Moves by Donald Trump to confront China on trade would elicit a “very aggressive” response, a former top US trade negotiator has predicted, as Beijing said an upcoming visit from the US president would help “map out” the next half century of ties between the world’s top two economies.
There has been speculation since last week that Trump – who is due to travel to China this year – is preparing to launch a potentially incendiary investigation into its alleged abuse of intellectual property rights.
After China’s decision to back a UN security council resolution against North Korea on Saturday, some reports suggested that inquiry might have been put on ice. The Financial Times called the anticipated move “the trade diplomacy equivalent of a wooden club” and warned it could provoke “a full-blown trade war”.
In an interview with the Guardian, Charlene Barshefsky, the US trade representative under Bill Clinton, agreed challenging Beijing could “engender a downward spiral” in relations.
“When China is displeased with US actions … you see China act in ways that are very aggressive, designed to intimidate, designed to force the US to back down,” said the veteran lawyer, who negotiated China’s 2001 entry into the World Trade Organisation (WTO) with its then premier Zhu Rongji.
“The US rarely backs down, which is absolutely correct – it should not. But this is China’s way: it bullies in situations like this.”
Barshefsky, who is now a senior international partner at the US law firm WilmerHale, said it was unclear what measures the Trump administration might take against Beijing but she did not expect the White House to cave in to Chinese pressure.

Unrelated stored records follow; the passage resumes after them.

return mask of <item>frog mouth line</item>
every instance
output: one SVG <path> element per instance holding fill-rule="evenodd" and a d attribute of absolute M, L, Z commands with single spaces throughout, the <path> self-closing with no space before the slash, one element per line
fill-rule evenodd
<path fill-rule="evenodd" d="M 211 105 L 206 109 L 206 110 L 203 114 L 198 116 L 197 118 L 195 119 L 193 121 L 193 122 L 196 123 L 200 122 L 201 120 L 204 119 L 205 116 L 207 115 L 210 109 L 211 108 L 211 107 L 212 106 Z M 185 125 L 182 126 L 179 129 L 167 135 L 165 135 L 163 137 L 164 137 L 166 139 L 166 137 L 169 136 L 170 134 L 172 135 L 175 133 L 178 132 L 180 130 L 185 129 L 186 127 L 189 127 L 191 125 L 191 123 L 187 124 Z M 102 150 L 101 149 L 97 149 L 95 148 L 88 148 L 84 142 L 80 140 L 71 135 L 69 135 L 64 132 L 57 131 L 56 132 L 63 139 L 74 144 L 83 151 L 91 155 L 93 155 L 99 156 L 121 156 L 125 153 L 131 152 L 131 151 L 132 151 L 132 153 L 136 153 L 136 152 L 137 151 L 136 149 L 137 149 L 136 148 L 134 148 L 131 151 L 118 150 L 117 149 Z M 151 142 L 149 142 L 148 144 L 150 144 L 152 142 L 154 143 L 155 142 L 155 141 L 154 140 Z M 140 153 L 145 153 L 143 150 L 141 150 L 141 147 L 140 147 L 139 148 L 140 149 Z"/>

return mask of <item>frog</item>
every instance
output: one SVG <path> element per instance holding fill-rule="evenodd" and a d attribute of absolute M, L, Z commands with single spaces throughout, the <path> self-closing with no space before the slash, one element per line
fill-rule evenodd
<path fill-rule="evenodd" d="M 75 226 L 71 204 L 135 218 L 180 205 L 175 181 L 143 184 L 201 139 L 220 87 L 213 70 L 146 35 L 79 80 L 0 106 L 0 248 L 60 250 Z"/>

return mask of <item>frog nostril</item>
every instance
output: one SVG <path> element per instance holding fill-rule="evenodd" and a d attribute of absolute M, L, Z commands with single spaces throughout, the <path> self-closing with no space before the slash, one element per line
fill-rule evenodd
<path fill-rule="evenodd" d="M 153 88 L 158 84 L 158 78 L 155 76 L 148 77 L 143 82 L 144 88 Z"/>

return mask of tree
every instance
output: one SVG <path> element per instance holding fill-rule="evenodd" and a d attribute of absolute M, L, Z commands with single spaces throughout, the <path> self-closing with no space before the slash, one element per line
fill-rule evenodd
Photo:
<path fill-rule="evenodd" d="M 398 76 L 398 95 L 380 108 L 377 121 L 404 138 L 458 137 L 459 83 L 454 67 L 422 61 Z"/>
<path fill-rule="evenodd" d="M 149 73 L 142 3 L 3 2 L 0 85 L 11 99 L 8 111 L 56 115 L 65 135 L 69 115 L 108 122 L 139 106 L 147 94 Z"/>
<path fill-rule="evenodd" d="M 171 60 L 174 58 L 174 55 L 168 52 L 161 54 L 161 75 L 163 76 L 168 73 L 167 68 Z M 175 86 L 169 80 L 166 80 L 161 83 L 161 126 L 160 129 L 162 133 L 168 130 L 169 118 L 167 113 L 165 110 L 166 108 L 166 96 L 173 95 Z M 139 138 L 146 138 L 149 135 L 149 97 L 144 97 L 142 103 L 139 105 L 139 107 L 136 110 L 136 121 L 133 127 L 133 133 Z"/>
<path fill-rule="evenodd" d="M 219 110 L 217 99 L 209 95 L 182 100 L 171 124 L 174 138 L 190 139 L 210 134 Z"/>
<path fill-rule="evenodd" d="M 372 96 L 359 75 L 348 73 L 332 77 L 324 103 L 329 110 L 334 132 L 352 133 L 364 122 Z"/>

“Then the question is: ‘What is the next move?’ And, ‘How much more heated does this get?’ And, ‘Does it engender a downward spiral?’”
“We will have to see how this plays out. But there will be a lot of very heated and aggressive rhetoric on both sides, there is no question about it ... [And] China will likely not just talk the talk but they will begin to walk the walk, and before too long US companies will start complaining about being even further ill-treated in China. Not blocked; not retaliated against in any large sense. But the environment will become more and more difficult. And China will do that as a way of pressuring the US to back off.”
The warning comes after the US secretary of state, Rex Tillerson, said relations between the US and China – re-established by Chairman Mao and Richard Nixon in 1972 – had reached “a pivot point” after more than four decades of “no conflict”.
On Sunday, the Chinese foreign minister, Wang Yi, struck a similar note, telling reporters the most important task facing Chinese diplomats now was to be “well prepared” for Trump’s upcoming visit to China. That trip would help “to map out the relations of the next 50 years”, Wang said, according to the official Xinhua news agency.
Barshefsky said there was now widespread consensus in the US that Beijing’s “explicitly discriminatory” policies towards foreign firms had to be tackled.
China had spent the past decade attempting to cordon off large swaths of the Chinese economy for its own companies as part of an “indigenising” campaign that had intensified since Xi Jinping became the country’s top leader, in 2012.
As part of that push Barshefsky claimed China was “flouting international rules” by doubling down on intellectual property theft and the forced transfer of foreign technology while also pumping “massive subsidies” into Chinese industries to artificially increase homegrown competitiveness.
“Foreign companies – both US and European – feel far less welcome [in China]. The business environment is far more difficult and discriminatory; the state sector is becoming an increasing competitive problem and threat … So this isn’t simply Trump administration perception – this is a widely shared view.”
Despite the worsening situation, Barshefsky said the Obama administration had “in many instances substituted dialogue – endless dialogue – for action”.
It remains unclear when, how or even if Trump will challenge Beijing but reports suggest he could instruct his trade representative to launch a so-called “section 301” case. That would allow the US to unilaterally impose tariffs or other trade restrictions aimed at protecting US industries.
Barshefsky predicted China would hit back by accusing the US of protectionism and claiming it was “the last man standing for an open global trading system”.
Retaliation was also possible: “This has serious repercussions: we are talking about two giants.”